Matteo Palma
Matteo Palma

Reputation: 51

Confused by SSLCaCertificateFile bundle

there's something I can't understand with the SSLCACertificateFile parameter on Apache SSL conf. Put for example I have a ROOT cert "A" that issued an intermediate cert "B". Then, I produced a couple of leaf certificates using B, say "L1", "L2".

Now, according to the documentation, if I want to trust only L1 and L2 I should put "B" and "A" inside a file pointed by SSLCACertificateFile (if I put only certificate "B" Apache gives an unable-to-find-issuer error).

Now, let's produce another certificate, "C", derived from "A" (the root). Would apache trust a peer that's using certificate C? To me, it is a "yes, it will" as Apache will find the issuer of "C" inside the SSLCACertificateFile, it is "A"! But I don't want to trust C, I only want to trust L1 and L2.

Am I missing something?

many thanks!

Upvotes: 5

Views: 2505

Answers (1)

Steffen Ullrich
Steffen Ullrich

Reputation: 123320

The underlying TLS stack used by Apache is OpenSSL. OpenSSL requires by default a self-signed root certificate as the ultimate trust anchor which means that it is not enough to only add an intermediate CA certificate to the trust store. Since OpenSSL 1.0.2 there is the flag X509_V_FLAG_PARTIAL_CHAIN which would make this possible but I don't see it used in the Apache source code.

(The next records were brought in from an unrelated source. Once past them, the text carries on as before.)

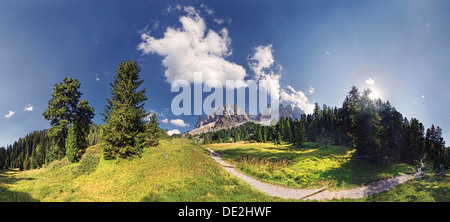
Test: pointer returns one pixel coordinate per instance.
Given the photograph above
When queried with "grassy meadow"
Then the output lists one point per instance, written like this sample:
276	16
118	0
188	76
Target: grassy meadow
313	165
181	170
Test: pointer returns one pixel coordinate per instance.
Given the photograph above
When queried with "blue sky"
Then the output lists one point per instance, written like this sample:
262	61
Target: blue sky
319	49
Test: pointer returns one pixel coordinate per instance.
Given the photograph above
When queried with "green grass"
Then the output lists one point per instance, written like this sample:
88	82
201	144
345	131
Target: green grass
176	170
311	166
180	170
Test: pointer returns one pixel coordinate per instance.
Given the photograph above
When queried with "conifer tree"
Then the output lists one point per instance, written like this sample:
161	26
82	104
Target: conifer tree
124	114
63	108
152	133
72	150
300	134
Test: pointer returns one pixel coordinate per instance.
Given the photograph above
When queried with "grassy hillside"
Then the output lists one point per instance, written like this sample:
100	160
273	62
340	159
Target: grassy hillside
313	165
176	170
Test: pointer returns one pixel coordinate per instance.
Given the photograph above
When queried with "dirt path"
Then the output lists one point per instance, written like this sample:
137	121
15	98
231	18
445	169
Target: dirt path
321	193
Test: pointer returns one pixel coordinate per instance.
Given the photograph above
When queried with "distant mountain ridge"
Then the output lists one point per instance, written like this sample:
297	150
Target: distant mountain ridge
229	116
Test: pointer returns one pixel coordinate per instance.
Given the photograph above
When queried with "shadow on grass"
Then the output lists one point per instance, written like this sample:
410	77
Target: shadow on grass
7	195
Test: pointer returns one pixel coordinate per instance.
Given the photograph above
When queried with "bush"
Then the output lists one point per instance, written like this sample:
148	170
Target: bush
89	162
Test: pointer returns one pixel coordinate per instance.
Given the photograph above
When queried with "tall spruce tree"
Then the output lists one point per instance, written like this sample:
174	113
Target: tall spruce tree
63	108
152	133
300	134
124	114
72	150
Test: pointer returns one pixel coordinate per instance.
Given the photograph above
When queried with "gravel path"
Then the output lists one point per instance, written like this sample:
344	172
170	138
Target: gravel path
321	193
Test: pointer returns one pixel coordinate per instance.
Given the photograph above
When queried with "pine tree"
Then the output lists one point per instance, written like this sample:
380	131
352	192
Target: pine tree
63	108
72	149
278	138
300	134
152	132
124	114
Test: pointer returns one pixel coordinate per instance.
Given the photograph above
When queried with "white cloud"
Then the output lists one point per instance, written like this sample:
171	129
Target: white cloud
10	113
171	132
219	21
297	98
193	48
260	60
178	122
28	107
370	81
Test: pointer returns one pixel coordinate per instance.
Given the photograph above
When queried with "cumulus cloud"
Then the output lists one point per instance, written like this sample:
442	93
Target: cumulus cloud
192	48
263	65
370	81
28	107
10	113
172	132
260	60
178	122
297	98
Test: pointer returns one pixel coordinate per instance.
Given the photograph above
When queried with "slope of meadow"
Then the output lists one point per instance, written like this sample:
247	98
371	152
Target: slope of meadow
175	170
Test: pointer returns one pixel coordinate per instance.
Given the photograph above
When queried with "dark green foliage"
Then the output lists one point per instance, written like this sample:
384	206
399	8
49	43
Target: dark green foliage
72	147
88	162
124	114
152	134
299	134
378	132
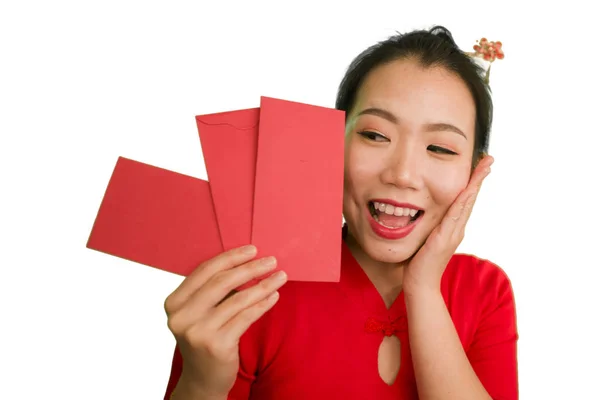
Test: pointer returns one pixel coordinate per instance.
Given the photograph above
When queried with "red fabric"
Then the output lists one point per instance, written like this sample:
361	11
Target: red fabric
322	339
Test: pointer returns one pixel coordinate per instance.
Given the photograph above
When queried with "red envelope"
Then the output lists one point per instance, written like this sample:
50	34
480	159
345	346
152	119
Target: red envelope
156	217
229	141
299	188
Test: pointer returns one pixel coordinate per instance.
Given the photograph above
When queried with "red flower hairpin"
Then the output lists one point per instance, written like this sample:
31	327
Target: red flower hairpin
488	51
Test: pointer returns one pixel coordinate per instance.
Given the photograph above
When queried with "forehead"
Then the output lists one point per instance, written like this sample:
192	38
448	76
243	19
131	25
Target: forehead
418	95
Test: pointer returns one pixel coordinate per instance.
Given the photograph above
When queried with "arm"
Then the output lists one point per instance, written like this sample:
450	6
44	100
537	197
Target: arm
442	369
181	388
488	369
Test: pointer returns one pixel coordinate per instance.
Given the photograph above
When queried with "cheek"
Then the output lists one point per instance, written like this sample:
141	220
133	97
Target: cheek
449	182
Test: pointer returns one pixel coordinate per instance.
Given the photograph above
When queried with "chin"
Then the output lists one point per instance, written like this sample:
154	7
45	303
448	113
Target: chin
390	253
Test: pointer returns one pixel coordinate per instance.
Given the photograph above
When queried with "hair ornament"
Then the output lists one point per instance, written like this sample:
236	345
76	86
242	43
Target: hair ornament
488	51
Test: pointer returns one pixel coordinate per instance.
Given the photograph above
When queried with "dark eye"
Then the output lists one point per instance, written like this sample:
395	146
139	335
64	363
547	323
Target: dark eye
440	150
376	137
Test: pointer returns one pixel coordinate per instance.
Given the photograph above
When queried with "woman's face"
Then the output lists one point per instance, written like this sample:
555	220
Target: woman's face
408	154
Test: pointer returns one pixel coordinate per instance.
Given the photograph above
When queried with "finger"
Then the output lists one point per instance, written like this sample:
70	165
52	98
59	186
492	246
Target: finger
215	289
459	212
204	272
247	298
233	330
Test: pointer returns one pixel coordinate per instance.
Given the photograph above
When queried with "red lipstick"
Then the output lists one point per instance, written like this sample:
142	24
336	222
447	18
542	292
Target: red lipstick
393	233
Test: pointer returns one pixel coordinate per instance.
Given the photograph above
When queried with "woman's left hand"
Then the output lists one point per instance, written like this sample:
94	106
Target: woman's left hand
424	271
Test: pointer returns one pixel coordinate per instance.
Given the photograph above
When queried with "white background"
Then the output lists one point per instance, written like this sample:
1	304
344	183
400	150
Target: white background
83	82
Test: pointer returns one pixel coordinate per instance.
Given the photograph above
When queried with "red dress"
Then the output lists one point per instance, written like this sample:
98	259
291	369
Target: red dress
321	340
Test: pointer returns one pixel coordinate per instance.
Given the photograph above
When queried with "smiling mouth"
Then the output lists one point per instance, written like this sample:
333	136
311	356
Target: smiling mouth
393	217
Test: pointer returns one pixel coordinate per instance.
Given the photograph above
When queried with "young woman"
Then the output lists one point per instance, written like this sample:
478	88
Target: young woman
410	318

Thus, if you don't have any control of the root-CA and the intermediate CA there is no way to configure Apache to only trust the intermediate CA but not any other certificates directly or indirectly issued by the root-CA.

But, if you have control over the intermediate CA certificate B (i.e. have the private key) then you can issue another CA certificate B2 with the same subject and private key of B, but make it self-signed. Since subject and public key are the same as in B every certificate issued by B can be successfully validated using B2. And since B2 is self-signed you can put it as the only trust anchor into SSLCACertificateFile with the result that only certificates issued by B/B2 are accepted but not other certificates issued by the root A.